Local LLM inference engine. Runs natively (systemd service) on a dedicated Debian LXC (107). Listens on 0.0.0.0:11434 so other hosts and Docker containers can reach it.

Infrastructure

Host	LXC ID	Internal	CPU	RAM	Disk
Debian LXC	107	192.168.1.107:11434	4 cores	32 GiB	450 GiB (sde → `ollama-disk`)
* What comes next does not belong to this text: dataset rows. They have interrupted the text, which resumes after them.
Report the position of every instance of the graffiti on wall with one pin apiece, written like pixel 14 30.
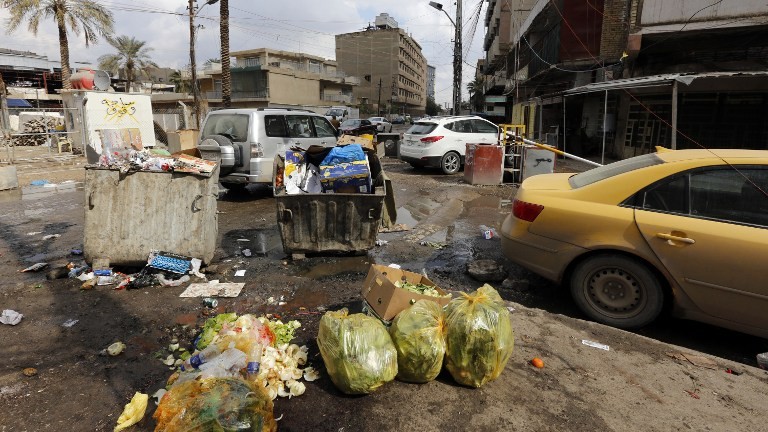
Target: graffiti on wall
pixel 118 110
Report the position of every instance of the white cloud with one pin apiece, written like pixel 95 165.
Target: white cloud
pixel 298 25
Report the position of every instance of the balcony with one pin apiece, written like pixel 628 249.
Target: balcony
pixel 249 62
pixel 337 98
pixel 258 94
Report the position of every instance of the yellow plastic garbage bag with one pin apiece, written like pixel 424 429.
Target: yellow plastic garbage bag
pixel 419 337
pixel 133 412
pixel 215 404
pixel 357 351
pixel 479 338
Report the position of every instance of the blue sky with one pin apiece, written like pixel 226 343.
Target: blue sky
pixel 296 25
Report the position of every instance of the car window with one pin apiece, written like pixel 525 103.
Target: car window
pixel 323 127
pixel 607 171
pixel 727 194
pixel 298 126
pixel 482 126
pixel 421 128
pixel 234 126
pixel 275 126
pixel 670 196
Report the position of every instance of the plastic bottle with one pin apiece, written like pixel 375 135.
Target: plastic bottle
pixel 253 359
pixel 203 356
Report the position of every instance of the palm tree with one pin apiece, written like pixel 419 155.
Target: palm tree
pixel 87 16
pixel 226 75
pixel 131 55
pixel 182 85
pixel 476 90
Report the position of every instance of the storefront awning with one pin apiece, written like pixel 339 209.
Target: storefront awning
pixel 656 81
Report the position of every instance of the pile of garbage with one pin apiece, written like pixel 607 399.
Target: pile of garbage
pixel 342 169
pixel 238 366
pixel 158 160
pixel 472 336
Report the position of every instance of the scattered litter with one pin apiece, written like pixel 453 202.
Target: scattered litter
pixel 212 289
pixel 195 270
pixel 210 302
pixel 395 228
pixel 85 276
pixel 133 412
pixel 433 245
pixel 159 395
pixel 10 317
pixel 762 360
pixel 694 359
pixel 172 282
pixel 116 348
pixel 70 322
pixel 35 267
pixel 595 345
pixel 488 232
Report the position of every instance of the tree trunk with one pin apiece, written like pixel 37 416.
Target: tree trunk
pixel 226 75
pixel 66 73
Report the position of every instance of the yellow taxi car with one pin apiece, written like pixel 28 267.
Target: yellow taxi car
pixel 685 228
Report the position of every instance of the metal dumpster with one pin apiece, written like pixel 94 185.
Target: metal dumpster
pixel 129 215
pixel 327 222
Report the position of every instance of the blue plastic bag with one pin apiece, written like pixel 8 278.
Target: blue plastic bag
pixel 344 154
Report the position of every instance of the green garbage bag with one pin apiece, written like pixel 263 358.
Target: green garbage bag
pixel 215 404
pixel 357 351
pixel 479 338
pixel 419 337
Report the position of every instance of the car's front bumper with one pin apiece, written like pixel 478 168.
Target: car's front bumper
pixel 544 256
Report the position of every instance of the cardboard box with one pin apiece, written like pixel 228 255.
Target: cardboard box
pixel 353 177
pixel 386 299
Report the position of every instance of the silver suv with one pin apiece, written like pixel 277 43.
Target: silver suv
pixel 245 141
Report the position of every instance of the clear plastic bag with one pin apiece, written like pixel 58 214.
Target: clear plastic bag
pixel 419 337
pixel 479 337
pixel 357 350
pixel 215 404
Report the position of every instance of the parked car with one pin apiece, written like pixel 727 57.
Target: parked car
pixel 442 141
pixel 684 228
pixel 382 124
pixel 357 127
pixel 245 141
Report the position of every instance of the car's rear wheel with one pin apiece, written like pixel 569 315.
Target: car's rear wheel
pixel 450 163
pixel 617 290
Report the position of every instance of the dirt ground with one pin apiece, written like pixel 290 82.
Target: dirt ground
pixel 635 385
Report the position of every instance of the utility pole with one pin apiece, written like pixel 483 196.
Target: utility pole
pixel 193 64
pixel 457 61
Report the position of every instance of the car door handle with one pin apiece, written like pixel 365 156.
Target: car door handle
pixel 674 238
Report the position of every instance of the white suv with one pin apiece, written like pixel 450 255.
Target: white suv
pixel 245 141
pixel 442 141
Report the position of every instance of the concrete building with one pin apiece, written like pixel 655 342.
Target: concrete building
pixel 391 65
pixel 431 82
pixel 265 77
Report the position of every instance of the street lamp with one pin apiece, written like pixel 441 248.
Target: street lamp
pixel 456 53
pixel 192 62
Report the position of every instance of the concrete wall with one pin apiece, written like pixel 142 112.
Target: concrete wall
pixel 292 89
pixel 677 13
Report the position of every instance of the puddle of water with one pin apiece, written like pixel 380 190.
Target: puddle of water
pixel 358 264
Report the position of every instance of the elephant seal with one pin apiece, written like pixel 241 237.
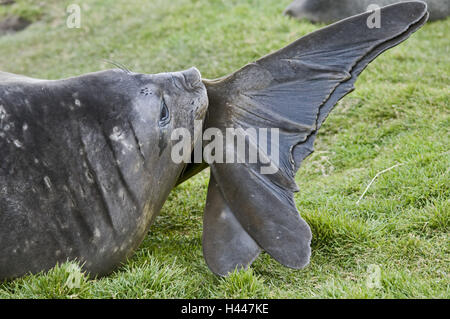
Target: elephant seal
pixel 327 11
pixel 86 164
pixel 86 167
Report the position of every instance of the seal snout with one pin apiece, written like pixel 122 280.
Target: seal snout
pixel 192 78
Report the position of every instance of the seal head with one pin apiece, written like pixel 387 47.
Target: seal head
pixel 86 164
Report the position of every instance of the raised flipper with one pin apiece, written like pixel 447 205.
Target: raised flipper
pixel 294 90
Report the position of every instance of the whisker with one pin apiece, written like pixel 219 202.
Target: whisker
pixel 119 65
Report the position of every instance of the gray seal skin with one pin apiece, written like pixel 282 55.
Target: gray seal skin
pixel 293 89
pixel 327 11
pixel 86 164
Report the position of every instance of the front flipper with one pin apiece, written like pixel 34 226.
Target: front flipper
pixel 293 90
pixel 226 245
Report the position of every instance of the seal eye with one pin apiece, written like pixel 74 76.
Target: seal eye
pixel 164 117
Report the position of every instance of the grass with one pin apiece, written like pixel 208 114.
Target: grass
pixel 399 113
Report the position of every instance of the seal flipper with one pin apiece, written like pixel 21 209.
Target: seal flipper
pixel 293 89
pixel 226 245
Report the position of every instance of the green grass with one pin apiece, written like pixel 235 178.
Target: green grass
pixel 399 113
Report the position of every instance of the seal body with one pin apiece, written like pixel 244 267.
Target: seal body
pixel 327 11
pixel 85 164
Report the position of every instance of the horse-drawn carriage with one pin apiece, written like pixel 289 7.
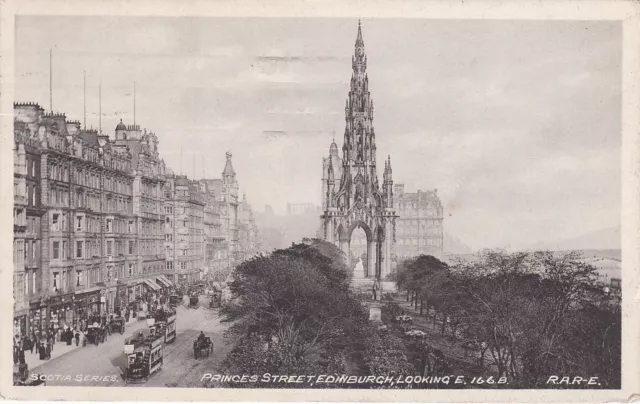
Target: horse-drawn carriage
pixel 166 320
pixel 174 300
pixel 145 355
pixel 202 347
pixel 215 299
pixel 95 335
pixel 117 325
pixel 193 301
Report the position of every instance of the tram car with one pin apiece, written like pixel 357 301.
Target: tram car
pixel 117 325
pixel 95 335
pixel 166 319
pixel 174 300
pixel 193 301
pixel 215 299
pixel 145 354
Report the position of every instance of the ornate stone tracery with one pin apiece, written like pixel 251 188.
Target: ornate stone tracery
pixel 352 196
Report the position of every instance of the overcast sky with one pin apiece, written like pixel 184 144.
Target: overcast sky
pixel 516 123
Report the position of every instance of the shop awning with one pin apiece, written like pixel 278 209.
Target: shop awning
pixel 165 280
pixel 89 290
pixel 152 284
pixel 161 282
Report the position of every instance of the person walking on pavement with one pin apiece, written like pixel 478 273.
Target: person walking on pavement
pixel 50 344
pixel 42 351
pixel 21 358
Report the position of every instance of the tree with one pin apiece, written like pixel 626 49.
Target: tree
pixel 294 307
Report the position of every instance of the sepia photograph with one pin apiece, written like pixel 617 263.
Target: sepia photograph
pixel 344 202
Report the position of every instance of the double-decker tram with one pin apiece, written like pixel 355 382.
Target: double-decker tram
pixel 144 352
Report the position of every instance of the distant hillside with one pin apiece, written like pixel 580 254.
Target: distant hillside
pixel 605 239
pixel 453 245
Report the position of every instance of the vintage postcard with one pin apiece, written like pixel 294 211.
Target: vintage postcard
pixel 276 201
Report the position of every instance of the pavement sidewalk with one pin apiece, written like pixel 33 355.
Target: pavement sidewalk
pixel 61 348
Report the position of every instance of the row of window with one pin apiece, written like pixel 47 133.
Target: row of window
pixel 25 284
pixel 89 248
pixel 69 279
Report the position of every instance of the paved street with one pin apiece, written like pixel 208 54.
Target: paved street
pixel 100 365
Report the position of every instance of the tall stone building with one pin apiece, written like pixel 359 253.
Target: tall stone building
pixel 27 216
pixel 234 233
pixel 184 229
pixel 419 228
pixel 148 199
pixel 352 197
pixel 92 225
pixel 248 239
pixel 216 249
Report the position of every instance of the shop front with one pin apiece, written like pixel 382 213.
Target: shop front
pixel 134 295
pixel 153 290
pixel 88 305
pixel 121 300
pixel 20 324
pixel 37 312
pixel 62 313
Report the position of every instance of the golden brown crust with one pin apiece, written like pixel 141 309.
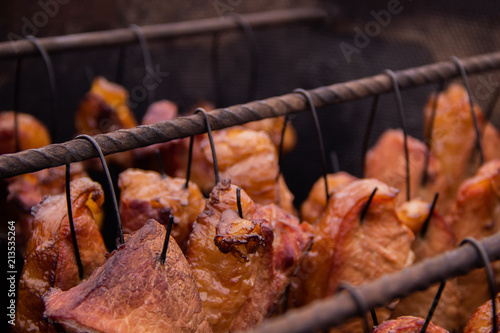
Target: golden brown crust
pixel 145 157
pixel 347 250
pixel 105 109
pixel 133 291
pixel 477 214
pixel 273 127
pixel 31 132
pixel 239 294
pixel 390 147
pixel 490 142
pixel 315 204
pixel 147 195
pixel 438 238
pixel 250 160
pixel 453 134
pixel 27 190
pixel 50 260
pixel 481 320
pixel 407 325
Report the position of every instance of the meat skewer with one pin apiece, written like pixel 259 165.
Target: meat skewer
pixel 433 236
pixel 346 249
pixel 50 260
pixel 407 324
pixel 134 291
pixel 243 265
pixel 147 195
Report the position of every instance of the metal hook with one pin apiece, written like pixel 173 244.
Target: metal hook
pixel 425 226
pixel 399 102
pixel 360 303
pixel 72 222
pixel 365 208
pixel 161 168
pixel 334 159
pixel 110 182
pixel 461 69
pixel 211 140
pixel 428 134
pixel 254 59
pixel 163 255
pixel 280 147
pixel 489 272
pixel 491 106
pixel 190 160
pixel 309 101
pixel 17 144
pixel 434 305
pixel 366 140
pixel 146 57
pixel 238 202
pixel 52 82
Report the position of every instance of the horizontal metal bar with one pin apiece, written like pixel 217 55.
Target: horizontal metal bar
pixel 335 310
pixel 20 47
pixel 141 136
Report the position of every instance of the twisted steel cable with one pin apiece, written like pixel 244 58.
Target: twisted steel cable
pixel 141 136
pixel 333 311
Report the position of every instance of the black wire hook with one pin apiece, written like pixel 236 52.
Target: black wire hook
pixel 434 305
pixel 489 272
pixel 163 254
pixel 368 132
pixel 360 303
pixel 310 102
pixel 238 202
pixel 425 226
pixel 280 147
pixel 365 208
pixel 110 182
pixel 52 83
pixel 212 146
pixel 491 105
pixel 159 159
pixel 146 57
pixel 428 133
pixel 16 108
pixel 254 60
pixel 334 159
pixel 399 102
pixel 461 69
pixel 72 222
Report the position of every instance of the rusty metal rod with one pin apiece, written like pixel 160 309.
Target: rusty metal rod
pixel 16 47
pixel 335 310
pixel 141 136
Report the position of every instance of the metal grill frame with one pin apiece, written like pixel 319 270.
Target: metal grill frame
pixel 321 314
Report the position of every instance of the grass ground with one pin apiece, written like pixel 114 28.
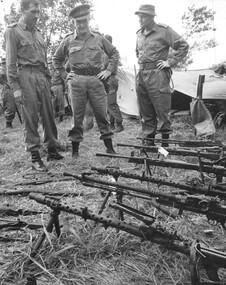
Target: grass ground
pixel 86 253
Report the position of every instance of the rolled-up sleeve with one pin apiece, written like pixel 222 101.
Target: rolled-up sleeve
pixel 178 44
pixel 11 59
pixel 59 59
pixel 113 56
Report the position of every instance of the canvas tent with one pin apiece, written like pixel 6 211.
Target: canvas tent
pixel 184 84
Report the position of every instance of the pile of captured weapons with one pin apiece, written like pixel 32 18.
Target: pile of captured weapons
pixel 195 197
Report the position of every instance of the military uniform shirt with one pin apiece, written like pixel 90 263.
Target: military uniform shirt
pixel 23 48
pixel 155 45
pixel 88 53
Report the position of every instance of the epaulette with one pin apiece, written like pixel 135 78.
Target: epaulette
pixel 12 25
pixel 163 25
pixel 67 35
pixel 97 32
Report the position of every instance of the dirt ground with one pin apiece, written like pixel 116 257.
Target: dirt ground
pixel 86 253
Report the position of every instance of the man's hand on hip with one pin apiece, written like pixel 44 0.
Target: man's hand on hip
pixel 162 64
pixel 104 74
pixel 18 96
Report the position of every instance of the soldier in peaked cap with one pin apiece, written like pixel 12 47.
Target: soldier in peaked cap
pixel 28 76
pixel 153 80
pixel 85 50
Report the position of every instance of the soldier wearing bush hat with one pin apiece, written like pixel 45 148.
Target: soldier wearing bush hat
pixel 85 49
pixel 80 12
pixel 153 80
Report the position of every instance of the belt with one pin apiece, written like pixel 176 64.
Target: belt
pixel 148 65
pixel 87 71
pixel 33 68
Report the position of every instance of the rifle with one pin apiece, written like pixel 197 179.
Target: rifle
pixel 216 169
pixel 211 207
pixel 175 151
pixel 43 191
pixel 4 210
pixel 18 224
pixel 187 143
pixel 210 259
pixel 210 190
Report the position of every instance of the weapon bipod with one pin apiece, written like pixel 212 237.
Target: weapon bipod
pixel 53 222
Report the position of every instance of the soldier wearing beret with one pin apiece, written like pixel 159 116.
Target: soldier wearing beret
pixel 29 78
pixel 85 51
pixel 153 80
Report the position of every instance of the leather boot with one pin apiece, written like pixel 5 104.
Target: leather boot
pixel 119 128
pixel 9 125
pixel 37 163
pixel 53 154
pixel 150 142
pixel 165 137
pixel 109 146
pixel 75 148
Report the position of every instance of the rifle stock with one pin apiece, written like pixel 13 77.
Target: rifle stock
pixel 209 206
pixel 218 170
pixel 210 259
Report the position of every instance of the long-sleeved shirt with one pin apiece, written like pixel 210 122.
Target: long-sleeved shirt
pixel 83 54
pixel 155 45
pixel 23 47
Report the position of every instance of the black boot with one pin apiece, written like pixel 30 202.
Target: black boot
pixel 37 163
pixel 75 147
pixel 109 146
pixel 119 127
pixel 165 137
pixel 9 125
pixel 53 154
pixel 150 142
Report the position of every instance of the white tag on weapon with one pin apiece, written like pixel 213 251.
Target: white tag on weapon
pixel 163 151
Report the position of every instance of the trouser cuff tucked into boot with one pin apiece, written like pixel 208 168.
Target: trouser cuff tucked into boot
pixel 109 146
pixel 151 141
pixel 119 128
pixel 165 137
pixel 53 154
pixel 37 163
pixel 75 148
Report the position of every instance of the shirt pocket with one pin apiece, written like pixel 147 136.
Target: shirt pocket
pixel 76 54
pixel 95 53
pixel 26 49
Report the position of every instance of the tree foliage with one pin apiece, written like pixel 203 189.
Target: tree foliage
pixel 199 27
pixel 54 22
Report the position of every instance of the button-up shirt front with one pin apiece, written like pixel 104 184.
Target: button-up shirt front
pixel 155 45
pixel 88 53
pixel 23 47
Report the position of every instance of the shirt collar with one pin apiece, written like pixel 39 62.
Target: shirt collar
pixel 23 24
pixel 154 29
pixel 75 33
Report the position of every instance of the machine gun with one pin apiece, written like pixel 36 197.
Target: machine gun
pixel 187 143
pixel 211 207
pixel 215 169
pixel 194 188
pixel 176 151
pixel 200 257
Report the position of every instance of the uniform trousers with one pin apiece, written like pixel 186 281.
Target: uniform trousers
pixel 84 89
pixel 37 108
pixel 8 103
pixel 113 107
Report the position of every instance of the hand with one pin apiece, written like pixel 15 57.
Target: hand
pixel 162 64
pixel 103 75
pixel 18 96
pixel 70 76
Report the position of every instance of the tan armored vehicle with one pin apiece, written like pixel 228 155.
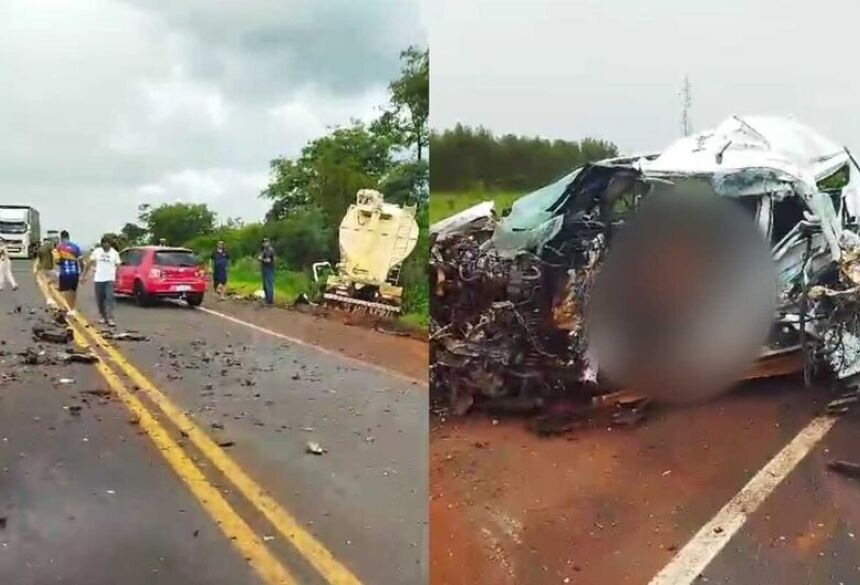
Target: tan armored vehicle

No public URL — not exposed through Caddy.

Observability

Logs

Ollama logs are written to /var/log/ollama.log on LXC 107 (systemd service). Logs are collected via Grafana Alloy and shipped to Loki.

Query	Purpose
`{job="ollama"}`	All Ollama logs
`{job="ollama"} \\|= "error"`	Errors only
`{job="ollama"} \\|= "model"`	Model loading/inference

Access: Grafana → Explore → Loki → Enter query

Metrics

Ollama exports Prometheus metrics at http://192.168.1.107:11434/api/metrics.

Metric	PromQL	Purpose
Inference requests	`rate(ollama_eval_count[5m])`	Request throughput
Tokens generated	`rate(ollama_tokens_predicted[5m])`	Token generation rate
Model load time	`ollama_load_duration_seconds`	Model performance

Access: Add scrape target to Prometheus config, then: Grafana → Explore → Prometheus → Enter query

IaC

Artifact	Path
Playbook	`ansible/playbooks/ollama.yml`
Workflow	`.forgejo/workflows/ollama.yml`

The playbook manages the full lifecycle: 1. Formats /dev/sde as ext4, mounts at /mnt/pve/ollama-disk, registers as Proxmox dir storage (ollama-disk) 2. Destroys the old LXC 107 (if rootfs is not on ollama-disk) and creates a fresh one with the correct specs 3. Injects the runner's SSH key via pct exec so Ansible can connect 4. Installs and configures Ollama, then pulls all models

Re-running the playbook is safe — each step is idempotent.

Storage

Device	Mount (host)	Proxmox storage	LXC rootfs size
`/dev/sde` (466 GiB)	`/mnt/pve/ollama-disk`	`ollama-disk` (dir)	450 GiB

Currently configured models

Model	Tag	Size
Llama 2 34B Q4	`llama2:34b-chat-q4_0`	~20 GiB
Mistral 7B Q4	`mistral:7b-instruct-v0.3-q4_0`	~5 GiB
Mistral-NeMo 12B	`mistral-nemo`	~7 GiB
Phi 3.5	`phi3.5`	~3.8 GiB
Code Llama 34B Q4	`codellama:34b-instruct-q4_0`	~20 GiB
DeepSeek R1 32B	`deepseek-r1:32b`	~19 GiB
Qwen 2.5 Coder 32B	`qwen2.5-coder:32b`	~19 GiB

Total: ~94 GiB. Disk has ~350 GiB headroom for additional models.

Unresolved model requests

These were requested but have no standard Ollama library tag:

Mistral 34B Q4 — Mistral AI does not publish a 34B dense model. The MoE equivalent is mixtral:8x7b-instruct-v0.1-q4_K_M (~26 GiB). Add to the playbook once confirmed.
Neural Chat 34B Q4 — Intel's neural-chat on Ollama is 7B only. No 34B version exists. Add custom tag if sourced elsewhere.